だから、経営効果が出てうまく行った事例については改善のアイデアのよさはアピールできても、QE適用の単独効果がうまく表現できないのである。

 品質工学がなぜ現在の経営者にウケないかというのは、1つには「品質工学の効果が見えにくい」からだと言われているが、正確には、「短期的な効果が見えにくい」ということなのだと思う。
損失関数で示されるような利得は、今すぐキャッシュになって懐に入ってくるようなものではなく、同じ規格OKの製品でも市場に出た後で、不良が少なくなり、顧客と企業の損失が最小限になり、ひいては損益改善、技術体力強化、競争力向上という経営効果ににつながっていくという長期の壮大なストーリーである。
(残念ながら、今の自分では「自由の総和の拡大」にまでは考えは及ばない)
現役の経営者が欲しいのは、「今、ここので数字の見える成果」であって、地味でいつ回収できるか分からない前始末の効果ではない。

そのような経営者に目を向けさせるためにはまずは、
 (1)改善を中心とした、「今、ここ」のテーマか、
 (2)解が見出せず納期が迫っていてどうしようもない火急のテーマか、
をせざるを得ないということなのだろう。
社内的には(特に導入期は)技術開発戦略やパラダイムシフトという大風呂敷を広げず、まずは改善手法として売り込むのも1つの方便ではないかと考え始めている。
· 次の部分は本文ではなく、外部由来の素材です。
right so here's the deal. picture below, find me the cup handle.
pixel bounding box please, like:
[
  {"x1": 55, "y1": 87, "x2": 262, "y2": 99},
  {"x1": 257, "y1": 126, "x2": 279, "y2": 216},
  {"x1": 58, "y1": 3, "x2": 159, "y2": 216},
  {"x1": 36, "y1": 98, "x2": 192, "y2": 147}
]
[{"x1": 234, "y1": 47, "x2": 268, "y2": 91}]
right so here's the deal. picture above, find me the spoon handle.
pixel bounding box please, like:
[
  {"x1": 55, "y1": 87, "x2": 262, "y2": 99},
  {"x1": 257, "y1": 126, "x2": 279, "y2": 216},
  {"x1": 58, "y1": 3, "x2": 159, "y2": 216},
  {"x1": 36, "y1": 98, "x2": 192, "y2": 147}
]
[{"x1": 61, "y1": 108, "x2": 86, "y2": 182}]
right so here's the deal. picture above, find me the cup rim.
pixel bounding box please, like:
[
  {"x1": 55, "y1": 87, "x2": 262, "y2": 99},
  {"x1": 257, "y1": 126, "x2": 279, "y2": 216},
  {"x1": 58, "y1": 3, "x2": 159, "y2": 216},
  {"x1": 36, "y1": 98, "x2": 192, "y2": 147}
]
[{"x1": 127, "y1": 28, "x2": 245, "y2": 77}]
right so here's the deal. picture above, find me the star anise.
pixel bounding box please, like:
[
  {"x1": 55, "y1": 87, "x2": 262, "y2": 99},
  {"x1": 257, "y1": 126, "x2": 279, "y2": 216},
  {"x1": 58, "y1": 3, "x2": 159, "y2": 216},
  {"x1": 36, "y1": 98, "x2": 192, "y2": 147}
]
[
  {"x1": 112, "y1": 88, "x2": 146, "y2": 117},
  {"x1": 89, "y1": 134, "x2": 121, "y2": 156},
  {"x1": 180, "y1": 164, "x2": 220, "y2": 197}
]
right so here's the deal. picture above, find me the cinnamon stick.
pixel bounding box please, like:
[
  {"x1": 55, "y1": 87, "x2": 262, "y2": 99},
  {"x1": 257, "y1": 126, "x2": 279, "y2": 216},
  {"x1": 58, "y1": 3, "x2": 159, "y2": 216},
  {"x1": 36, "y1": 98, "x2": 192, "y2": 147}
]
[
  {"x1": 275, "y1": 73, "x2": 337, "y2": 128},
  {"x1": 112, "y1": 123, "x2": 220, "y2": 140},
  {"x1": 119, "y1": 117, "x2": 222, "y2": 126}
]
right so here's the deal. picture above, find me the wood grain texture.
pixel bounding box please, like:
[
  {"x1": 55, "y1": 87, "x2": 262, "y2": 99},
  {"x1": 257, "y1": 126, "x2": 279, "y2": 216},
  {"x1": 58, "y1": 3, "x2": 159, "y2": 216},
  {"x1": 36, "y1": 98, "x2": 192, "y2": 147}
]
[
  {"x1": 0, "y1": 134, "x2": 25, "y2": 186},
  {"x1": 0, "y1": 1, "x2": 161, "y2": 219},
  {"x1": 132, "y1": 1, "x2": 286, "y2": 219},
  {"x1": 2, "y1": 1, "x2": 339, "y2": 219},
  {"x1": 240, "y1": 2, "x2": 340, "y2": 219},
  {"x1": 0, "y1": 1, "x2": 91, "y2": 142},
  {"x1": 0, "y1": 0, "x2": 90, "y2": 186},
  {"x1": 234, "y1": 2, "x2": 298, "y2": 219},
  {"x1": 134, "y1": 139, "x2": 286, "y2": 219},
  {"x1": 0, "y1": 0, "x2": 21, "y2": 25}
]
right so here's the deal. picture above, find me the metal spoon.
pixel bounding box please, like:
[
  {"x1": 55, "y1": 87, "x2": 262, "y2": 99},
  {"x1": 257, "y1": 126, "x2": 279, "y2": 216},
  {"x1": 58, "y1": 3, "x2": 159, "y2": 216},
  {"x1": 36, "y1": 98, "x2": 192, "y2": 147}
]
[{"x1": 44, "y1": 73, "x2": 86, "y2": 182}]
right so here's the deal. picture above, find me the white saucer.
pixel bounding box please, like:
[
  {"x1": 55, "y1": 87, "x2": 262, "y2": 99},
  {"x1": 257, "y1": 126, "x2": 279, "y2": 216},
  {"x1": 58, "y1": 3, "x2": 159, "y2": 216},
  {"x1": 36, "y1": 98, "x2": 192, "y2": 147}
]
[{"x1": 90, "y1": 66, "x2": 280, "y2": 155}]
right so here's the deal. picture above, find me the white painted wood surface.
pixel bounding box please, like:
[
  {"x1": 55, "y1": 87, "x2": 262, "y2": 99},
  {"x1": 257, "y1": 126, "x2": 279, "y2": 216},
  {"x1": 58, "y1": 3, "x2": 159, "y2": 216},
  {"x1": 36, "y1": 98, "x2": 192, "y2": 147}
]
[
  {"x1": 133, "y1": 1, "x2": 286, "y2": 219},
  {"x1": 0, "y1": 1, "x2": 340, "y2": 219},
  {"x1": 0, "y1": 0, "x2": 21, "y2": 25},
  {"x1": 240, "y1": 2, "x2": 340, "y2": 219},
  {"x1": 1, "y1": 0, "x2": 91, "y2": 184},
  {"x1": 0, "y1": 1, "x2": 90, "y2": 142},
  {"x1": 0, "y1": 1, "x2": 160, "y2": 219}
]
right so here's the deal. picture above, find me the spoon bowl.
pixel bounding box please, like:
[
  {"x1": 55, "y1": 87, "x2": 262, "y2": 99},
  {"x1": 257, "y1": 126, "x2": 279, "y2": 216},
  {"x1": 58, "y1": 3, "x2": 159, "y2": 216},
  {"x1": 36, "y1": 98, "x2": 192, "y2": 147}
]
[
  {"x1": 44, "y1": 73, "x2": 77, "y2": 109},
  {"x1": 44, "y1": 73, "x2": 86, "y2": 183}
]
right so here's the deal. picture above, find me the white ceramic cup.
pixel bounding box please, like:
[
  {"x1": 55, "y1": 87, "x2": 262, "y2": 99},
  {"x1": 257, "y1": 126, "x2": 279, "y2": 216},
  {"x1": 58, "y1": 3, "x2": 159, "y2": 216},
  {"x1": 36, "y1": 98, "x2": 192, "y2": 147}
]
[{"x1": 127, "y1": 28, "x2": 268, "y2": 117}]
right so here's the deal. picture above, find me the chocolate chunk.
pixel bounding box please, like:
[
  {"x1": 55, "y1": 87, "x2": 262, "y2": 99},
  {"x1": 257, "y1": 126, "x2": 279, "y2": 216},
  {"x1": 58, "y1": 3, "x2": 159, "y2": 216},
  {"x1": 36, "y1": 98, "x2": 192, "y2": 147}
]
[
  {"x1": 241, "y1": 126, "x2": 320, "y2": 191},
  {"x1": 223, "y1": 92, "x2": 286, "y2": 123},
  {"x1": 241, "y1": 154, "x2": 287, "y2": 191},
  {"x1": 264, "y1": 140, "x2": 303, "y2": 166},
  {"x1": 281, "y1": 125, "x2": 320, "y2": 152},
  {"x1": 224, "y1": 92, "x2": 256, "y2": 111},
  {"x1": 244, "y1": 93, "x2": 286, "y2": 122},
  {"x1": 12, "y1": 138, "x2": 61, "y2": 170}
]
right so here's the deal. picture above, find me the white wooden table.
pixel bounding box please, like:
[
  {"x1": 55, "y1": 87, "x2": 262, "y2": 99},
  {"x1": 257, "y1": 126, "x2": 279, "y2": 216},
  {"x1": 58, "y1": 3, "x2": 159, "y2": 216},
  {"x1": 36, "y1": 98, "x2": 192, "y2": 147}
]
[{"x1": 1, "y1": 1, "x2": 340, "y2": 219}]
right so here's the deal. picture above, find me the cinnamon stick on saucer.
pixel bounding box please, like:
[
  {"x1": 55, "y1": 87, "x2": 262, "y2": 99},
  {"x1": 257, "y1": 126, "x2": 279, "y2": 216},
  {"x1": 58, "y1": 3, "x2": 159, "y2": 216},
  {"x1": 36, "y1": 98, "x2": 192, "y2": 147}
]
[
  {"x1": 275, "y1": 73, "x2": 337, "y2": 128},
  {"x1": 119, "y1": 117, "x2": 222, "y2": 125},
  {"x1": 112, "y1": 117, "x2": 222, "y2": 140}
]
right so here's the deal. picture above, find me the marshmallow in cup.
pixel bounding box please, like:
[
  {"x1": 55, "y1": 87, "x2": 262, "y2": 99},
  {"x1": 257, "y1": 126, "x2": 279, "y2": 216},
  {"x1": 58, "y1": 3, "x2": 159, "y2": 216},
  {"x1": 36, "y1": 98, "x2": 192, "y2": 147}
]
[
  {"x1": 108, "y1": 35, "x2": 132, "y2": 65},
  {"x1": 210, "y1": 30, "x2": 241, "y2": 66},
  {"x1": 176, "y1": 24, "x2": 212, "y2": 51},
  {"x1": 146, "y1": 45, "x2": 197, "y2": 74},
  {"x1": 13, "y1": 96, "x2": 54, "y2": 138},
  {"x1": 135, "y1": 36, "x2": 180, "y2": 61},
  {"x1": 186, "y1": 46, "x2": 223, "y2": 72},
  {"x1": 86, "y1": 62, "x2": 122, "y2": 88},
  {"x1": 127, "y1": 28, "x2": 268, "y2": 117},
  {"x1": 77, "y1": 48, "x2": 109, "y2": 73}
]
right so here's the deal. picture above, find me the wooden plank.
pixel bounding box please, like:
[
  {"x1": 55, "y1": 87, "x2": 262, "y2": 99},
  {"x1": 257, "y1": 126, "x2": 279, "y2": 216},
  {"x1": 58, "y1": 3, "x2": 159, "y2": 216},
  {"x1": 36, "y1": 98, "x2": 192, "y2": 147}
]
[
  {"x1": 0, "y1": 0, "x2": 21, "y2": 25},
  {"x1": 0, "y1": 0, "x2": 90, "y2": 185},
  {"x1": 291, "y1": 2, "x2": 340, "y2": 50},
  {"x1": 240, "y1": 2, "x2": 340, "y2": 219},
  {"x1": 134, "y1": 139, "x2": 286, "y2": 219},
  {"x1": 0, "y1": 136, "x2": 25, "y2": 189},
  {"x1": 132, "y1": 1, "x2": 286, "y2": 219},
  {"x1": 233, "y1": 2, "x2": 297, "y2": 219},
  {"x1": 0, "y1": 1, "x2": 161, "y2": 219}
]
 しかしながら、やはり「個々の問題としてでなく、戦略的に、一般論的な問題として考えなければならない」のであって、上記のようなテーマであっても、できるだけその中に技術を見出し、技術を蓄積できるようにアプローチする努力が必要である。つまり評価の仕方や、解そのものを違うテーマに展開できるものとしたい。
また、上記のようなテーマと平行して、新規設計のテーマを織り交ぜていけば、かなり上流のところで前始末ができるし、従来機種があれば、改善効果も見えやすい。

以上推進の現場にいて切に感じることである。